The NHMRC committee, as a result of extensive time and work produced, in my view, excellent and comprehensive guidelines, and an extremely extensive critically reviewed bibliography (the Draft Australian Guidelines on Attention Deficit Hyperactivity Disorder; NHMRC, 2009). Coincidentally, at around this time, Dr Joseph Biederman, a long-time ADHD researcher, was censured by his employers in Massachusetts, USA for a perceived conflict of interest, in not declaring pharma support.
Suddenly, in far away Australia the roars of Guideline criticism became almost deafening. Under political pressure the NHMRC website (March, 2012) stated ‘The Draft Guidelines will soon be removed from the NHMRC website’. The reason given was an ‘identified conflict of interest’. The NHMRC post continued, ‘Unfortunately, this announcement [from Harvard] did not reveal the extent to which the conflicts impacted on the integrity of the research cited in the Draft Guidelines. NHMRC was unable to approve the Guidelines as it cannot be guaranteed that the evidence underpinning them is free from bias’ (NHMRC, 2012).
Ethical questions
These events raise a number of questions:
First, when should industry support preclude citation of peer-reviewed scientific work? Second, when should decisions and detailed scientific judgement of a properly constituted independent Australian authority be determined by political pressure?
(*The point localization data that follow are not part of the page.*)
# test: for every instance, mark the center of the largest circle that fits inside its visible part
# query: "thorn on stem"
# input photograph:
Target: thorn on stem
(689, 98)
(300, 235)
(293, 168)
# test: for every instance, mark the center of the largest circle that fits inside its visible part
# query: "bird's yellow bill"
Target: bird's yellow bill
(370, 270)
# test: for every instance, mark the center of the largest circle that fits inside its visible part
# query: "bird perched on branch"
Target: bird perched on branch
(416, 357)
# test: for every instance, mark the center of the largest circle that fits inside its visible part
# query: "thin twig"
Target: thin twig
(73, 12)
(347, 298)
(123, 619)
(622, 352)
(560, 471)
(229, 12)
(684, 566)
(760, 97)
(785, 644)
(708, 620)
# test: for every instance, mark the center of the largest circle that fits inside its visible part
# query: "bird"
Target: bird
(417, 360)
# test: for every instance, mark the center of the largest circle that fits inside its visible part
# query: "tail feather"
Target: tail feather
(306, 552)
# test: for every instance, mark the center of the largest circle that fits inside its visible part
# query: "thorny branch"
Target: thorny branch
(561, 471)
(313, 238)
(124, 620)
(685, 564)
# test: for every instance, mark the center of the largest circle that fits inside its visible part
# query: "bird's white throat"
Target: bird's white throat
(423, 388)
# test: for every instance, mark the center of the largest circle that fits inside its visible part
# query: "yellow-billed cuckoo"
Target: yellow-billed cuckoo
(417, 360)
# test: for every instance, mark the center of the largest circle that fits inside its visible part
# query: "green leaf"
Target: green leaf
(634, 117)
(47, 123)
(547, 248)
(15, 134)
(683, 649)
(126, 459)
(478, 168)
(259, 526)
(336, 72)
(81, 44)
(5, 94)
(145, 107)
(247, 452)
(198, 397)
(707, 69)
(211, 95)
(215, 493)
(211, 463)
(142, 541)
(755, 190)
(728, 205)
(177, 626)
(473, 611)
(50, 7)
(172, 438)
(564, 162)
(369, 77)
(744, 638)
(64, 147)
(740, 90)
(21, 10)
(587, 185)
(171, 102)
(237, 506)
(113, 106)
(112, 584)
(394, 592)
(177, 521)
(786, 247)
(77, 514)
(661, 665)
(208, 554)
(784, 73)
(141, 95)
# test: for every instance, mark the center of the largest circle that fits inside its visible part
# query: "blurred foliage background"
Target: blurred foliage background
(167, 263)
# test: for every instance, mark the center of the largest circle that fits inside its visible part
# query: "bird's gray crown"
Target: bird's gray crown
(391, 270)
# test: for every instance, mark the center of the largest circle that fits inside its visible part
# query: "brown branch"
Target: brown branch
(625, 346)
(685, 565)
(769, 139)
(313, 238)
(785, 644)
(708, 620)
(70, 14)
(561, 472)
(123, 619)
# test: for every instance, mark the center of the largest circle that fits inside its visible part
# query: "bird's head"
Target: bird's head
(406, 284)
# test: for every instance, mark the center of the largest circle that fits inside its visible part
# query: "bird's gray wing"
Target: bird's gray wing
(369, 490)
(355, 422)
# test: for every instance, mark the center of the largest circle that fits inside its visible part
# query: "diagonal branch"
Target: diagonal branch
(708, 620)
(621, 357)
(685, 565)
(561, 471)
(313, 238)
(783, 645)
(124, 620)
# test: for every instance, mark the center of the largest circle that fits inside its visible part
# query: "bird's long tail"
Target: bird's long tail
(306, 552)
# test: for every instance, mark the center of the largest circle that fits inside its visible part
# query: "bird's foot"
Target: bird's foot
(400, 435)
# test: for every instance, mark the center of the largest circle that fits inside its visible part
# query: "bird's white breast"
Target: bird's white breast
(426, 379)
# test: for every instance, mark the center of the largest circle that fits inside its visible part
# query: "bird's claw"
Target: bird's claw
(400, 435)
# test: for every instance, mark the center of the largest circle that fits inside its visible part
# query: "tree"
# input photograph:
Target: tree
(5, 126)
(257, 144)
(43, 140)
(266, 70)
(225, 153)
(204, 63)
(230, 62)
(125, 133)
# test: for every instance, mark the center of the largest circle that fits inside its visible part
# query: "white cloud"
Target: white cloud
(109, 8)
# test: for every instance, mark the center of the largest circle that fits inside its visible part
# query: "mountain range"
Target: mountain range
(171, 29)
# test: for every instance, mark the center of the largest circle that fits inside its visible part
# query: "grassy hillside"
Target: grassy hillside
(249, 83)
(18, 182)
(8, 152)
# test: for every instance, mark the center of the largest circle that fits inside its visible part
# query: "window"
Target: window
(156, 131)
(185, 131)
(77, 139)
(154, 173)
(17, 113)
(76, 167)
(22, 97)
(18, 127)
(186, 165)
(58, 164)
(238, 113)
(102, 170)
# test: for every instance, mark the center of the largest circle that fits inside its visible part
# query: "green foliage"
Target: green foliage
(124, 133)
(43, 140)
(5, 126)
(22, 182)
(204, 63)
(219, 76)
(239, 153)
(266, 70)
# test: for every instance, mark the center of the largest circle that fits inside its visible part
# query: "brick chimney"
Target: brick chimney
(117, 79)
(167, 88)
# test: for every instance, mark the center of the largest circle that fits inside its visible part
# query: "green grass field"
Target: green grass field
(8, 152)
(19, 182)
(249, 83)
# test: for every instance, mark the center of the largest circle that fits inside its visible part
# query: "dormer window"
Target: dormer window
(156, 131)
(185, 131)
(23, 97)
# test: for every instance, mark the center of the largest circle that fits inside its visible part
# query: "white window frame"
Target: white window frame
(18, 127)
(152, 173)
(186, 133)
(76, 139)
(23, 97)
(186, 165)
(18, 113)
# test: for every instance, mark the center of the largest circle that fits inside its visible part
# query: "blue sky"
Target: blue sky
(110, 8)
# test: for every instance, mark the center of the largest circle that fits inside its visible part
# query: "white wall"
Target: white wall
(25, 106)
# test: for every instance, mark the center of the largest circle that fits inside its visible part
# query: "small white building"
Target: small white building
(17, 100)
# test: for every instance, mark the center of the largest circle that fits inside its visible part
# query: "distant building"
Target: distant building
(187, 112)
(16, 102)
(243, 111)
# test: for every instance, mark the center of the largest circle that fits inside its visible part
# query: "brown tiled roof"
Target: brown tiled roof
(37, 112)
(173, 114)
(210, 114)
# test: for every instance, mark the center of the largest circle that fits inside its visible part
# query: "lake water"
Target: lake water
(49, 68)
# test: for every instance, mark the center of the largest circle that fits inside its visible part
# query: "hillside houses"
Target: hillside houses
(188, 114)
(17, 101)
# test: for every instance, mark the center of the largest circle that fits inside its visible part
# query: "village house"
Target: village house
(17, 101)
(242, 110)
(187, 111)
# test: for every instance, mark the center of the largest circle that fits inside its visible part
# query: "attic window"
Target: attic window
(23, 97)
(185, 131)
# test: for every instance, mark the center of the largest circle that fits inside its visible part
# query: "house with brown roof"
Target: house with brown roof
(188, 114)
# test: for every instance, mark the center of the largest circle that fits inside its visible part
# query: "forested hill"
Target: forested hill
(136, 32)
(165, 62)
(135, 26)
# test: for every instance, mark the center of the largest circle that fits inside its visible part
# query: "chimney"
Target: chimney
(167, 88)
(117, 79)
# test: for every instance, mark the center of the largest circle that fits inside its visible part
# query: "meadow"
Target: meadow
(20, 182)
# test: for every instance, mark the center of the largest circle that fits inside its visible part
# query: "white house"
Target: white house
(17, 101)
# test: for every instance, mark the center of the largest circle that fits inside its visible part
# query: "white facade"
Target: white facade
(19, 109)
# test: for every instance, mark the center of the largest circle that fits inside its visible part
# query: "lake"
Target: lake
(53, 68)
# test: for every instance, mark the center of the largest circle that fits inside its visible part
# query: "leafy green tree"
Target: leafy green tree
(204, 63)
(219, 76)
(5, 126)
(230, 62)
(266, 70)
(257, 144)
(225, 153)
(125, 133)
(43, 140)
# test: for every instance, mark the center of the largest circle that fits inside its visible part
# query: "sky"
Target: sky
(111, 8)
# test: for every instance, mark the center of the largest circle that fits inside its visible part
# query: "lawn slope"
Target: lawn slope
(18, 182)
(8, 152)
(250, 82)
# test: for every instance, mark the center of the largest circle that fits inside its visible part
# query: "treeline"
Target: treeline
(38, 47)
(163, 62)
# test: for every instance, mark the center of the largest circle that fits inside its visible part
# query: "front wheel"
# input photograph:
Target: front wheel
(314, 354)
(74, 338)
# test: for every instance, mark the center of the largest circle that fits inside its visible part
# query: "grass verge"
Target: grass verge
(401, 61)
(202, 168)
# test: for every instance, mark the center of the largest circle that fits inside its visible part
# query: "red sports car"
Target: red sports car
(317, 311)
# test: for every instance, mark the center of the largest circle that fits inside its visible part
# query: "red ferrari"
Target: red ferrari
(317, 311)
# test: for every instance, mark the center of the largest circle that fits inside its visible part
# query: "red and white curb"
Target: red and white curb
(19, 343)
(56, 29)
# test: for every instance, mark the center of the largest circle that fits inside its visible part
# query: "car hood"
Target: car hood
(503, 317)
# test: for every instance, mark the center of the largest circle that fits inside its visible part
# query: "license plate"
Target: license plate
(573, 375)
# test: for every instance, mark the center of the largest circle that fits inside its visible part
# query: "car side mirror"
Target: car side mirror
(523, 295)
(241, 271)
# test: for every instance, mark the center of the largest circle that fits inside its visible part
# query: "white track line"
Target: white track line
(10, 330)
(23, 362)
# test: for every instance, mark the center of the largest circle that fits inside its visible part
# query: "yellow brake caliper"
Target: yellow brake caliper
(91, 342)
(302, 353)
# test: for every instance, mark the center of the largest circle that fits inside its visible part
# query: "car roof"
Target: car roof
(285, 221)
Finally, when, if ever, is industry support for research acceptable, particularly given the speed and complexity of neurobiological advances, with clinical relevance?
Conclusion
I believe the role of child psychopharmacology to be currently under political assault, and subject to alarmist, adversarial, and selective attack, which threatens to take us back to where it was in the early 1970s, despite a huge literature, public support and steady advances. The ‘WA controversy’ is part of a larger questioning of child psychopharmacology, which should of course be open to question, but not closed down.
See Viewpoint by Whitely, 2012, 46(5): 400-403. See also Viewpoint by Levy, 2012, 46(5): 404-406.
Footnotes
Funding
This research received no specific grant from any funding agency in the public, commercial, or not-for-profit sectors.
Declaration of interest
The author reports no conflicts of interest. The author alone is responsible for the content and writing of the paper.